Date released: Dec 11 2003

RPII publish Annual Report for 2002

The Radiological Protection Institute of Ireland (RPII) has today, Thursday 11th December 2003, renewed its call for employers and people living in High Radon Areas, to have tests carried out to measure the levels of radon gas, which occurs naturally and is known to cause lung cancer.

Speaking on the publication of its 2002 Annual Report, the Institute Chairman Dr Frank Mulligan, described as disappointing, the response by the public and employers to calls from the Institute to test for radon gas, which may be responsible for up to 200 cancer deaths per year in Ireland.

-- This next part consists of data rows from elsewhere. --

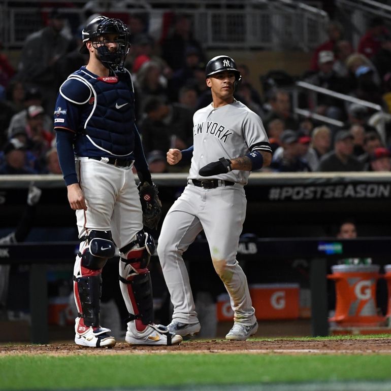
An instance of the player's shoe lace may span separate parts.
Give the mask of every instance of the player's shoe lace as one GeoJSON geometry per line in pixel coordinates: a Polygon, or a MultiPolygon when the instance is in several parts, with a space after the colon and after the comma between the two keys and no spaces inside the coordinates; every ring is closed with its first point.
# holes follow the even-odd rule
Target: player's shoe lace
{"type": "Polygon", "coordinates": [[[81,325],[80,318],[76,318],[75,342],[78,345],[89,347],[113,347],[115,338],[111,336],[110,329],[104,327],[91,327],[81,325]]]}
{"type": "Polygon", "coordinates": [[[182,337],[171,333],[162,325],[148,325],[143,331],[138,331],[134,322],[128,323],[125,341],[131,345],[177,345],[182,341],[182,337]]]}
{"type": "Polygon", "coordinates": [[[231,341],[245,341],[249,337],[254,335],[257,330],[257,322],[252,326],[245,326],[239,323],[234,323],[233,327],[225,336],[225,339],[231,341]]]}
{"type": "Polygon", "coordinates": [[[201,329],[200,322],[197,323],[181,323],[176,321],[173,321],[168,326],[169,330],[172,332],[187,339],[197,334],[201,329]]]}

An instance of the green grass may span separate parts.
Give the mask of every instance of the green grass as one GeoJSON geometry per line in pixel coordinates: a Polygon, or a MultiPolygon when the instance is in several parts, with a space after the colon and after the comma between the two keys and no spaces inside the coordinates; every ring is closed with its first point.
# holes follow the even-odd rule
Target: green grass
{"type": "MultiPolygon", "coordinates": [[[[391,356],[132,354],[6,356],[0,389],[137,388],[391,378],[391,356]]],[[[238,388],[239,389],[239,388],[238,388]]]]}

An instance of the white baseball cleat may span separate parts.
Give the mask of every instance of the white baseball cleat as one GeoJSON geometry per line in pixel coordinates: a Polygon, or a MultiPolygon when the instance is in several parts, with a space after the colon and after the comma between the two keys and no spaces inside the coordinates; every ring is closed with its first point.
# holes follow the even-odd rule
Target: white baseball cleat
{"type": "Polygon", "coordinates": [[[148,325],[144,331],[136,330],[134,322],[128,324],[125,341],[131,345],[177,345],[180,343],[182,337],[170,333],[162,325],[148,325]]]}
{"type": "Polygon", "coordinates": [[[258,323],[255,322],[252,326],[245,326],[234,323],[233,327],[225,336],[225,339],[229,341],[245,341],[248,338],[256,333],[258,323]]]}
{"type": "Polygon", "coordinates": [[[78,345],[89,347],[113,347],[116,341],[109,333],[110,329],[84,326],[80,318],[76,318],[75,342],[78,345]]]}
{"type": "Polygon", "coordinates": [[[198,334],[201,329],[199,322],[197,323],[187,324],[173,321],[167,327],[172,333],[187,337],[187,339],[198,334]]]}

"People can be exposed to radon in the home, in schools and in the workplace. The Institute’s radon maps identify those parts of the country where buildings are most likely to have high radon levels. However, the only way to know for sure if your home or workplace has a radon problem is to have the building tested. We urge people to have a test done so that if there is a high level they can take steps to remedy the problem, he said."

Also commenting today Dr Ann McGarry, Chief Executive of the RPII said: "It is vital that employers take the issue of radon seriously and make themselves aware of the risk factors. New legislation introduced in 2000, taken together with existing health and safety legislation, makes it mandatory for all employers in High Radon Areas to have their workplaces tested for radon. Maps showing High Radon Areas are available on the website.  Testing is a simple, inexpensive process and involves placing small pocket size detectors inside the building for 12 to 14 weeks and then posting them back to the testing lab for the results. If high levels of radon are found remediation measures can work effectively and quickly, as the results of the schools radon programme highlighted in the Annual Report show."

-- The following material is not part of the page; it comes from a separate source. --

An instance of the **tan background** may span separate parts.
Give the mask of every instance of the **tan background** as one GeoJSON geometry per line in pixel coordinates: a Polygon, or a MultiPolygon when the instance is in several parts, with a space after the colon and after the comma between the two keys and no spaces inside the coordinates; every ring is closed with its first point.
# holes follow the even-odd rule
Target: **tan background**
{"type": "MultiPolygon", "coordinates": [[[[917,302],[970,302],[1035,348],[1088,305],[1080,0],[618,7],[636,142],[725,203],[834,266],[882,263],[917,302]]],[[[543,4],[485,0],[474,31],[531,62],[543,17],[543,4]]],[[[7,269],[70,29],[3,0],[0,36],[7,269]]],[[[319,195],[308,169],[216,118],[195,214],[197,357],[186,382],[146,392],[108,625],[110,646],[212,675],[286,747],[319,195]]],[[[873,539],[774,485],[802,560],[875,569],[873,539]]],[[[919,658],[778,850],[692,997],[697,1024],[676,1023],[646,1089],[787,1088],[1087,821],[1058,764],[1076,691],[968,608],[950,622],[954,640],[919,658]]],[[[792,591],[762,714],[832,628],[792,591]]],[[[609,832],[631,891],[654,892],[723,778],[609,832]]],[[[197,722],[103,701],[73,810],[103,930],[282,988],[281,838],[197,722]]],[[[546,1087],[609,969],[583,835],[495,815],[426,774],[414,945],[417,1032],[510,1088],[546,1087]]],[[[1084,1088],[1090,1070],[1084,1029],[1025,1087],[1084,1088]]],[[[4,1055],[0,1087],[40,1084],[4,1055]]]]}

The RPII is the national organisation with regulatory, monitoring and advisory responsibilities in matters pertaining to ionising radiation. In particular the Institute concerns itself with hazards to health associated with ionising radiation in the workplace and with radioactive contamination in the environment.

Some key developments during 2002, which are highlighted in the Annual Report published today, are:

  • Studies carried out by the Institute in 97 schools that have been remediated to reduce levels of radon gas, found that the remediation works achieved an average reduction of 81% in those schools with the higher levels.
  • Radon in drinking water has also been identified by the Institute as a pathway of radiation exposure that may pose a significant additional health risk, in the longer term, to some consumers who depend on private groundwater supplies as their primary source of water.
  • The Institute continued to develop its capacity to fulfill its role under the National Emergency Plan for Nuclear Accidents. As part of a review of resources in this area a substantial investment in the national network of fixed radiation monitoring stations has been sought from Government.
  • Two new Directives are proposed by the European Commission to ensure a high level of nuclear safety in all Member States. The Directives oblige Member States to provide adequate resources to support the safety of nuclear installations and to cover decommissioning costs, and to make suitable arrangements for the management of radioactive waste.
  • The announcement of the early closure by British Nuclear Fuels Ltd of the Calder Hall reactors on the Sellafield site is welcomed by the Institute as these particular reactors had been a cause for concern due to their age and lack of secondary containment.
  • A new initiative in co-operation with Food Safety Authority of Ireland will strengthen the assessment of radiation exposure due to the Irish diet.